U.S. banks made it through the latest round of stress testing relatively unscathed, setting investors up for news next week of payouts from the industry's biggest names.
Test results released Thursday by the Federal Reserve show that the 34 institutions under scrutiny have enough capital to make it through the two scenarios regulators posed — one akin to the financial crisis and another entailing a shallower downturn.
Under the scenarios, the banks tested "would experience substantial losses." However, in total, the institutions "could continue lending to businesses and households, thanks to the capital built up by the sector following the financial crisis."

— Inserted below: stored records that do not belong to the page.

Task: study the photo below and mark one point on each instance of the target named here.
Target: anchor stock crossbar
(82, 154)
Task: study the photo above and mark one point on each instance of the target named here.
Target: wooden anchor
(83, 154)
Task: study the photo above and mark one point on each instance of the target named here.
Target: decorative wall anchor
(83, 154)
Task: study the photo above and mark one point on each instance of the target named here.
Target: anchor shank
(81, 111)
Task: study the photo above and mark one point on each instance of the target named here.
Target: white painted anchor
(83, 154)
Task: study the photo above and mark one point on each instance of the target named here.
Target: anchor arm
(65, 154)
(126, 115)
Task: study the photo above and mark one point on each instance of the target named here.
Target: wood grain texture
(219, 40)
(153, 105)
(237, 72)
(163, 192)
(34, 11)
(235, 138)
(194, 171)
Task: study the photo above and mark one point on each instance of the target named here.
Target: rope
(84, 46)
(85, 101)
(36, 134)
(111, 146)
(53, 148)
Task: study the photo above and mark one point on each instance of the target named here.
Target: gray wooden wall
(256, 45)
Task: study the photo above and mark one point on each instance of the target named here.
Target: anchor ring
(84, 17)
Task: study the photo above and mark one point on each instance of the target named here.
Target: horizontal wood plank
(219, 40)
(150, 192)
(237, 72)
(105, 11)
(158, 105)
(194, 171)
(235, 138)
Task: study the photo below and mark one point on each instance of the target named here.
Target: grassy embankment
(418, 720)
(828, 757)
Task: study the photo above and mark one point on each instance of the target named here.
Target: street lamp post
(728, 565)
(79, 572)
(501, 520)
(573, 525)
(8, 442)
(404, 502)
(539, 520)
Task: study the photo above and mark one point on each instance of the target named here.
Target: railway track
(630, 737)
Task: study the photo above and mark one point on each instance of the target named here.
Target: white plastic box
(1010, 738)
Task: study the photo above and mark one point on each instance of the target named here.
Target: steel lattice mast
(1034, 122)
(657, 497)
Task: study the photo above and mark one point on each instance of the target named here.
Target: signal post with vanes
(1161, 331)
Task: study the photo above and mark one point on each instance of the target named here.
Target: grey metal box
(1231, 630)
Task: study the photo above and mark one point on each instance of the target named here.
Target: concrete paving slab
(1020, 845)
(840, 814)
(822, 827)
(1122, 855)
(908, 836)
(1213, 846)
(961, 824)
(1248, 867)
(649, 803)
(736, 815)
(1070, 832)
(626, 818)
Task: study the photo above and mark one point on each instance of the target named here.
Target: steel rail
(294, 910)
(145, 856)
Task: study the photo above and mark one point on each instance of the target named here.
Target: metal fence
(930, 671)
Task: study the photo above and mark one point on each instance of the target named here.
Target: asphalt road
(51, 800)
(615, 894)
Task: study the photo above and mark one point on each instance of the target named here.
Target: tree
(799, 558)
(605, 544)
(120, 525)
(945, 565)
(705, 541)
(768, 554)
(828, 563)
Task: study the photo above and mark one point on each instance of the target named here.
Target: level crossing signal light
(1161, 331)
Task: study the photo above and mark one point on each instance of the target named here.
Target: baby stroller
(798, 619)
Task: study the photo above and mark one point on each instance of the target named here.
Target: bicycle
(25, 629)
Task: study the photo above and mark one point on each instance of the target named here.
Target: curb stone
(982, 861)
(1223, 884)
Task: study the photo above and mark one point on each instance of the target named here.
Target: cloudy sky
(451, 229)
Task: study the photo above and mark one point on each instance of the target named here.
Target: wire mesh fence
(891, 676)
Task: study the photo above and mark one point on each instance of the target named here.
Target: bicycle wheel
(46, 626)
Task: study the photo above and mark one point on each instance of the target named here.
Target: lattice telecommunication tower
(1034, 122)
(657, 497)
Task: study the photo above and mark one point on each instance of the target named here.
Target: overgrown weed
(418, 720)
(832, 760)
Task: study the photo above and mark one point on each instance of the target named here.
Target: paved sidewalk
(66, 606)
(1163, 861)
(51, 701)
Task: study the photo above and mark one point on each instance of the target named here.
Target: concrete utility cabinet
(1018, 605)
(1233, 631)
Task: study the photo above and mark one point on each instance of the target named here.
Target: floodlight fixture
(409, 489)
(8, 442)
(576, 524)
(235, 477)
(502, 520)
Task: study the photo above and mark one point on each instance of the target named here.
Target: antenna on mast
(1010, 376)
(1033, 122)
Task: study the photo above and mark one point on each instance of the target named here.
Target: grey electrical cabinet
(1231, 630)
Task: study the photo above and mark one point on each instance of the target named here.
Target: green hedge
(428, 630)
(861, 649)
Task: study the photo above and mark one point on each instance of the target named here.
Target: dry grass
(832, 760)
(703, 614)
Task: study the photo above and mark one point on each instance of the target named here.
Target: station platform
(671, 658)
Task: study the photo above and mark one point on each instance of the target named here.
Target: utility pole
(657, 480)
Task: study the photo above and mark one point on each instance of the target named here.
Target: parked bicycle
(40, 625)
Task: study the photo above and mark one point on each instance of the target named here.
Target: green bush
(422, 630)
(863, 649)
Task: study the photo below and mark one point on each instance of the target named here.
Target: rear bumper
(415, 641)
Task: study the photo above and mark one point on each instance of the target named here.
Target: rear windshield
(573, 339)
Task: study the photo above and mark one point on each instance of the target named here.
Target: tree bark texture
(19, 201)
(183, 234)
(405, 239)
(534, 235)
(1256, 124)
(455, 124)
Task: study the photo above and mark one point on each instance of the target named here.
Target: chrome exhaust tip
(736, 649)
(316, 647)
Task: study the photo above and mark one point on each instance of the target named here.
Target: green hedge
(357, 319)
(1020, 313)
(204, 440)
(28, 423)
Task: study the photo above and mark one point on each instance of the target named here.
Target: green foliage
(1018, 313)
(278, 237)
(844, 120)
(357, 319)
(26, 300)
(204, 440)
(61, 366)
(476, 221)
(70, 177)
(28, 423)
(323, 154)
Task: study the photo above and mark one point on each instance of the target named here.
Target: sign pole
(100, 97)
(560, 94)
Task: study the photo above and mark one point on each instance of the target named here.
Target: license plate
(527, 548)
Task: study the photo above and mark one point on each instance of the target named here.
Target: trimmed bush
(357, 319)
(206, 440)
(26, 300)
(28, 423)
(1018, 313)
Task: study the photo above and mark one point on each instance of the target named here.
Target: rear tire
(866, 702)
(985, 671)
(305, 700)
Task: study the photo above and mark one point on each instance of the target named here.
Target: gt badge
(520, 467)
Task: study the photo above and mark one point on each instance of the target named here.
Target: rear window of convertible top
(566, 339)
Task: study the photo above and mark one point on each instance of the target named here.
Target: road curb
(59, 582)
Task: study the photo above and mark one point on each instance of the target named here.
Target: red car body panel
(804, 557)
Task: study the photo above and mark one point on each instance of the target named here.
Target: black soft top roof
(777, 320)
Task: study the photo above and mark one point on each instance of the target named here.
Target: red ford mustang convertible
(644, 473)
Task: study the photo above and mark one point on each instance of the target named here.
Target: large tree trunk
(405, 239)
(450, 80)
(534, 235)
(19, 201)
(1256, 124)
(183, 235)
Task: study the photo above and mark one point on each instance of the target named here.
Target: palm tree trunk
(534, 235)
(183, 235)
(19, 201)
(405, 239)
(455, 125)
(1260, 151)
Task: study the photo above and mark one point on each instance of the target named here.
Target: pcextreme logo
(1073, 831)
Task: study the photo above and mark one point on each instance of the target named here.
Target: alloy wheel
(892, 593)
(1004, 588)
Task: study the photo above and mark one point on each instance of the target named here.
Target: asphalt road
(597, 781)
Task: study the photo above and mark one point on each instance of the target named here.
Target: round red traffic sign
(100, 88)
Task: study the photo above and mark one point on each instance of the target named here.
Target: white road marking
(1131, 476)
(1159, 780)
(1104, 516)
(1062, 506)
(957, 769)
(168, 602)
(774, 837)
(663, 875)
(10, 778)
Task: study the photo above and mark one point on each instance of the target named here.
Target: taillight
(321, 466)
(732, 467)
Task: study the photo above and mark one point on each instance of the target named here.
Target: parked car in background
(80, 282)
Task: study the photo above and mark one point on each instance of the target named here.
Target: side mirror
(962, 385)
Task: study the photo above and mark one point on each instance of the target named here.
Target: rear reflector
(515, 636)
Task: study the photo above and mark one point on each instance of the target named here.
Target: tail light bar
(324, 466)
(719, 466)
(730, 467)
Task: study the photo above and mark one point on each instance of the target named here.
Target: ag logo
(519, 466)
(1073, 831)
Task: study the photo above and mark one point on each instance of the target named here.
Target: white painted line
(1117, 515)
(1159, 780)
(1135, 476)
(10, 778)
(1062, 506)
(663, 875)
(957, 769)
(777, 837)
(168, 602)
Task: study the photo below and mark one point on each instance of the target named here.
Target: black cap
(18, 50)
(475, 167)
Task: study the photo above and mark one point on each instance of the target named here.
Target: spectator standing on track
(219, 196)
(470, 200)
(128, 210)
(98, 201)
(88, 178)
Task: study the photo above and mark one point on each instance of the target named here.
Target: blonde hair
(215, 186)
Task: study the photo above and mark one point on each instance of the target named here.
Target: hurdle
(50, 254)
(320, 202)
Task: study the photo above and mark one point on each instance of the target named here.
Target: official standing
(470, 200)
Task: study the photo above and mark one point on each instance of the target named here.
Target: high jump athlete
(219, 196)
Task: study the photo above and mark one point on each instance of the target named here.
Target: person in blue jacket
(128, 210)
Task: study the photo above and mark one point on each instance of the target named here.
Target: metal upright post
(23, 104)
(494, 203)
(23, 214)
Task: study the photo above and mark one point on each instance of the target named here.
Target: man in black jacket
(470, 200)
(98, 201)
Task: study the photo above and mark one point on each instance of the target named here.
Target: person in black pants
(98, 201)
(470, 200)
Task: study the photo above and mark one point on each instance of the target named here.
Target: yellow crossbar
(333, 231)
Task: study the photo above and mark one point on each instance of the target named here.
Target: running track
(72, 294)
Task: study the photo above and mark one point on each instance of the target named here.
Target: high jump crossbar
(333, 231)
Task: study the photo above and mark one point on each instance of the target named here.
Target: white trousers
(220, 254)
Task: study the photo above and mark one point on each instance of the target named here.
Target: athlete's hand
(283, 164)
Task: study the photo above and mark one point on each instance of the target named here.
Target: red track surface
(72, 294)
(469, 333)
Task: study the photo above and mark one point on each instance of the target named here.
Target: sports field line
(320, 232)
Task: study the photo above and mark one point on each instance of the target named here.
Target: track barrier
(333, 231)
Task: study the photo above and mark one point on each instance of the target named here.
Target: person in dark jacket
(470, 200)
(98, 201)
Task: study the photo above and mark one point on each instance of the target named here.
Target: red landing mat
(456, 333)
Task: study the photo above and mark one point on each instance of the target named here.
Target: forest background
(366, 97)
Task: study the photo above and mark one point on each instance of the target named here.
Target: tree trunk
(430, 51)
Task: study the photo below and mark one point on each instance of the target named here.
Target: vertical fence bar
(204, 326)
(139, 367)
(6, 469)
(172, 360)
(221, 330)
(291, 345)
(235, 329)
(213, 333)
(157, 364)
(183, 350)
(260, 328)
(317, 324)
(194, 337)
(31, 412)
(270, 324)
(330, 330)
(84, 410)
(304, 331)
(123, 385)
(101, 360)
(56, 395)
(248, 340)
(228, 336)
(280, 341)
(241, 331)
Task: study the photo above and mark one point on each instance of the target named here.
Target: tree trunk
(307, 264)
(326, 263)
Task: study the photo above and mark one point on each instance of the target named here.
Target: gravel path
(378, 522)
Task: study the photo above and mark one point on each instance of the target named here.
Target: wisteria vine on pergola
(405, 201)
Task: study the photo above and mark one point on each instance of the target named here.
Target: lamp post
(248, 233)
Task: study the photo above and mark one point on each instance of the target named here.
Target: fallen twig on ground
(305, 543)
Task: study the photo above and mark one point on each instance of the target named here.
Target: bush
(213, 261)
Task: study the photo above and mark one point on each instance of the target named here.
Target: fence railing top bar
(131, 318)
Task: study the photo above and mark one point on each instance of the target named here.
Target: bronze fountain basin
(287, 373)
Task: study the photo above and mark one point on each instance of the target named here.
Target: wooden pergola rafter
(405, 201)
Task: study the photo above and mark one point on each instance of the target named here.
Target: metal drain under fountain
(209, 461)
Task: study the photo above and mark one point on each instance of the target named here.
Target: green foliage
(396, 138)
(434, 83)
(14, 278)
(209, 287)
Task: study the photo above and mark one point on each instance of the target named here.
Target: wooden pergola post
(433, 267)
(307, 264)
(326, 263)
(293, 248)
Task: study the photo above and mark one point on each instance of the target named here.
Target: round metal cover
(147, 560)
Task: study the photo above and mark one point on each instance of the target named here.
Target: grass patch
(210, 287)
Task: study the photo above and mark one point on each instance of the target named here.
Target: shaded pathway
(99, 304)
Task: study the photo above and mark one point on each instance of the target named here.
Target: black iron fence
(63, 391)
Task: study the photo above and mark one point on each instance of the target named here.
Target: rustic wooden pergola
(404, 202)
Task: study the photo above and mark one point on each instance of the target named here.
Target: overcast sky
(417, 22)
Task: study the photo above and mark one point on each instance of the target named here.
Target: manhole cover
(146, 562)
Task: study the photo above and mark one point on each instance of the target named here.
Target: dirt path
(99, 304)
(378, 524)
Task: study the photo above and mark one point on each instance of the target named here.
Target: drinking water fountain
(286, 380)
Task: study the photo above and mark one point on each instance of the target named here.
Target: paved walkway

The tests marked the third straight year the banks all met the Fed's standards for health and could boost arguments from Republican legislators and President Donald Trump for loosening regulations.
"This year's results show that, even during a severe recession, our large banks would remain well-capitalized," Fed Governor Jerome H. Powell said in a statement. "This would allow them to lend throughout the economic cycle, and support households and businesses when times are tough."
In the most severe scenario, bank losses are projected to be $493 billion. In the less severe, the losses were put at $322 billion.
The tests are part of the Dodd-Frank reforms instituted after the crisis that mandated banks raise capital levels to brace against another crisis.
Thursday's results are the first in a two-step process, with the second and more important happening Wednesday when the Fed will approve or disapprove the banks' plans to return capital to shareholders. Indications are that some of the largest banks want to return more than 100 percent of profits.